Prerequisites and Technical Requirements
A basic understanding for the terms and technologies of the Semantic Web (the Semantic Web stack, RDF, SPARQL, OWL, etc.) will be assumed. Other than that, no special skills are required for the tutorial. There are no special technical requirements for the tutorial, except for a standard projector and a screen. Depending on the size of the room and the audience, a microphone and speakers may be useful.
- Introduction by Raúl García-Castro
- Interoperability by Raúl García-Castro
- Semantic Web Services by Ulrich Küster
- Ontology Alignment by Jérôme Euzenat
- Storage and retrieval systems by Chris Bizer
Ulrich Küster is a researcher at the Friedrich Schiller University Jena, Germany where he is pursuing a Ph.D. in the area of Semantic Web services. The main focus of his work is evaluation of SWS technology. He co-chairs the Semantic Web Service Challenge, is member of the steering committee of the S3 Contest on Semantic Service Selection and was also a member of the W3C SWS Testbed Incubator Group, which has worked towards standardizing a methodology for SWS evaluation. He has co-organized several various SWS evaluation workshops and has several years of teaching experience.
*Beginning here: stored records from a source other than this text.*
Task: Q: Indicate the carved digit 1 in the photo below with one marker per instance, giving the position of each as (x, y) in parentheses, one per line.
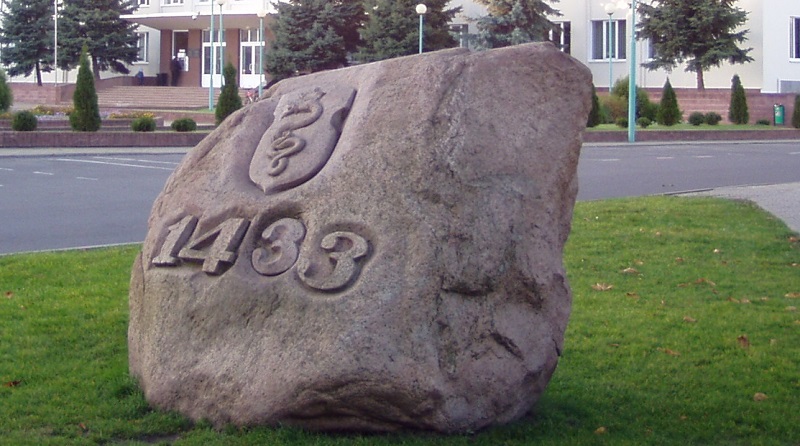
(344, 263)
(283, 243)
(179, 234)
(226, 239)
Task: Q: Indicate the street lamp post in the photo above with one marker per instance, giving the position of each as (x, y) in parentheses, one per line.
(421, 10)
(632, 79)
(261, 14)
(211, 65)
(610, 11)
(55, 41)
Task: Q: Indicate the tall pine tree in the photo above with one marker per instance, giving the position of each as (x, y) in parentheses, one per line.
(110, 40)
(27, 38)
(392, 29)
(313, 35)
(701, 33)
(512, 22)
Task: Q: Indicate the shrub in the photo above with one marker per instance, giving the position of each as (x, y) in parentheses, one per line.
(615, 107)
(594, 114)
(6, 95)
(738, 113)
(713, 118)
(24, 121)
(143, 124)
(184, 125)
(668, 112)
(697, 118)
(229, 99)
(86, 117)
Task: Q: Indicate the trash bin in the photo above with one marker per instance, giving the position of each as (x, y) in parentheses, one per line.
(779, 113)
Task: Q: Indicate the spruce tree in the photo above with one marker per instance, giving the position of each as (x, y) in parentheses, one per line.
(737, 113)
(313, 35)
(594, 113)
(111, 41)
(86, 114)
(229, 99)
(27, 38)
(392, 29)
(512, 22)
(701, 33)
(6, 95)
(668, 112)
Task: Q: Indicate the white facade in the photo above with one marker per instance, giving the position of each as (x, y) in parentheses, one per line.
(172, 27)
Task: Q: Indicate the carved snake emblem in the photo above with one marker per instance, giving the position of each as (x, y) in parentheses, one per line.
(286, 143)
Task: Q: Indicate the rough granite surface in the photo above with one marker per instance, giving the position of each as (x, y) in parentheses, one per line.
(371, 249)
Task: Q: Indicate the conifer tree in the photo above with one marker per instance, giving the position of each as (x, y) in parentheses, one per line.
(738, 113)
(392, 29)
(229, 99)
(702, 33)
(668, 112)
(86, 114)
(512, 22)
(110, 40)
(6, 95)
(27, 38)
(313, 35)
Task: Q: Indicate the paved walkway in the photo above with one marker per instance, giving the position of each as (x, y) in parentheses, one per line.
(781, 200)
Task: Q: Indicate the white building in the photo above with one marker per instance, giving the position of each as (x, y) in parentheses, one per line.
(182, 28)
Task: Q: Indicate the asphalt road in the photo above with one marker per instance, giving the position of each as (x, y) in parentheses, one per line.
(68, 201)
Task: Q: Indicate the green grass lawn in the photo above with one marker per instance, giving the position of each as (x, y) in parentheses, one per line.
(684, 331)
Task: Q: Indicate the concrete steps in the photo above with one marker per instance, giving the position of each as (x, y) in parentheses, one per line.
(146, 97)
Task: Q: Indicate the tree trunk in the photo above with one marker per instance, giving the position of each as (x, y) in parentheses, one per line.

Raúl García-Castro is a Research Associate at the Computer Science School at the Universidad Politécnica de Madrid (UPM), where he obtained his Ph.D. titled “Benchmarking Semantic Web technology”. He is one of the developers of the WebODE ontology engineering workbench and his research focuses on the evaluation and benchmarking of Semantic Web technologies. He led two activities for benchmarking the interoperability of Semantic Web technologies using RDF(S) and OWL as interchange language. He was part of the organisation committee of ESWC2008 and co-organized the ISWC2007 and ESWC2008 workshops on Evaluation of Ontology Tools (EON2007, EON-SWSC2008). He is a member of the Test Beds and Challenges service of STI International. He has given several tutorials on the topics of ontologies and the Semantic Web.
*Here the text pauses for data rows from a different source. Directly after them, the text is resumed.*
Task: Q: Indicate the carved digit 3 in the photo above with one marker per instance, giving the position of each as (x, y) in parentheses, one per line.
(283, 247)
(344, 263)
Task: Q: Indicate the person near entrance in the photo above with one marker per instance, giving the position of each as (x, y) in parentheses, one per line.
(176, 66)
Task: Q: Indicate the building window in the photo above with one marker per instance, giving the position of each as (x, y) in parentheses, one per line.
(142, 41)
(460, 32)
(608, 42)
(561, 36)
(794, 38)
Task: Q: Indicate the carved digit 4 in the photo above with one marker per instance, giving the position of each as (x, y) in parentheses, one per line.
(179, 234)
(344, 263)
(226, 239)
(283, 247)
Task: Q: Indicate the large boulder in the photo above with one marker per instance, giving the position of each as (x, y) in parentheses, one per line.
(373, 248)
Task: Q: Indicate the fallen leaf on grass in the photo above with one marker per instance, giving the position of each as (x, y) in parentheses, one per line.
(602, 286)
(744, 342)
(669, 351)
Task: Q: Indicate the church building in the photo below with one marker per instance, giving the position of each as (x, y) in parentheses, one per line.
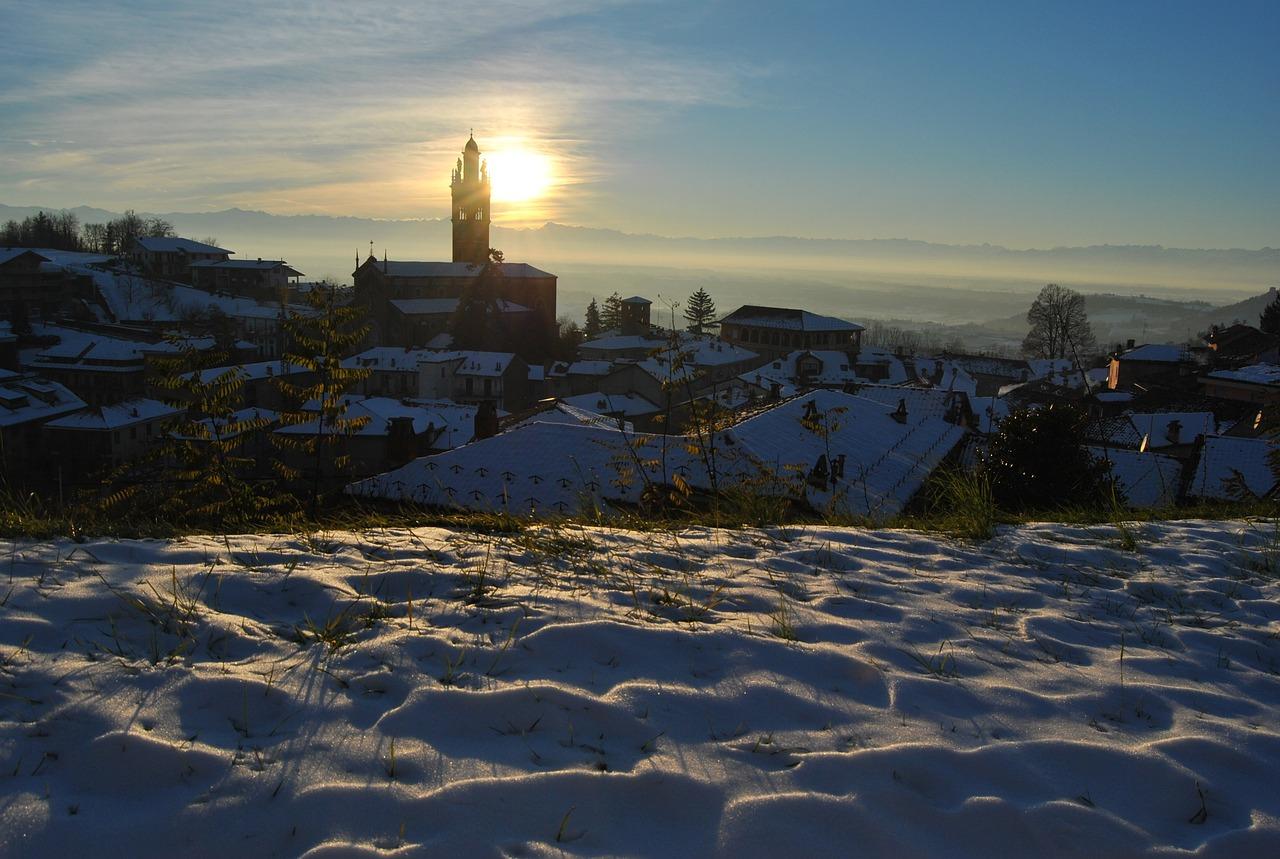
(412, 302)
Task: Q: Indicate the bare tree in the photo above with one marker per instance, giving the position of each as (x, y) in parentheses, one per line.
(1060, 328)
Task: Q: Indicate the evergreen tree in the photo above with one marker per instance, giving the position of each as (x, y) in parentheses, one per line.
(700, 311)
(594, 325)
(1038, 462)
(200, 471)
(476, 321)
(611, 316)
(318, 341)
(1270, 319)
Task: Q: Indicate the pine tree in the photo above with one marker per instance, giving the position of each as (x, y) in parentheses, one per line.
(700, 311)
(478, 318)
(1270, 319)
(593, 327)
(611, 316)
(199, 473)
(318, 341)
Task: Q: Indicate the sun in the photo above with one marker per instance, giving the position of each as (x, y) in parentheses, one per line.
(519, 174)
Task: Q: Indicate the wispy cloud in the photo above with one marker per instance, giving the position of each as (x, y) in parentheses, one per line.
(318, 106)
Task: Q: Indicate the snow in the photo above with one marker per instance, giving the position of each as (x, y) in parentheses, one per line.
(1156, 352)
(787, 319)
(562, 467)
(1226, 460)
(123, 414)
(803, 690)
(1146, 479)
(626, 405)
(1257, 374)
(26, 398)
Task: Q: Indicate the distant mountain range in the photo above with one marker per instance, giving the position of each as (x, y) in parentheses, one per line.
(1150, 291)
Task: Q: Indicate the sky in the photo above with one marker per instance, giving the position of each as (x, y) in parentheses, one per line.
(1020, 123)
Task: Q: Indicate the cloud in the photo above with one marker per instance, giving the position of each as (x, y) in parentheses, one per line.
(321, 106)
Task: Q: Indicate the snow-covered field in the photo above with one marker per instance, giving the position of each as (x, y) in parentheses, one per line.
(795, 691)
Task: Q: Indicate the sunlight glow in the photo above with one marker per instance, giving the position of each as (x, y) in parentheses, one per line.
(519, 174)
Jérôme Euzenat is senior research scientist at INRIA (Montbonnot, France). He has set up and leads the INRIA Exmo project-team devoted to “Computer-mediated communication of structured knowledge”. The project is also part of the Laboratoire d’Informatique de Grenoble (Grenoble computer science lab). Jérôme Euzenat is the main leader of the Ontology Alignment Evaluation Initiative that has organised five evaluation campaigns since 2004. With Pavel Shvaiko, he taught the Ontology and schema matching tutorial at ESWC-2005, which led to the Ontology matching book. He has given lectures on this topic a dozen of times since then.
Christian Bizer is professor for Web-based systems at Freie Universität Berlin. The results of his work include the Named Graphs data model, which was adopted into the W3C SPARQL standard; the Fresnel display vocabulary implemented by several Semantic Web browsers; the D2RQ mapping language, which is widely used for mapping relational databases to the Semantic Web; and the Berlin SPARQL Benchmark. He takes a leading role in the W3C Linking Open Data community effort and the DBpedia project, which both aim at interlinking large numbers of data sources on the Web.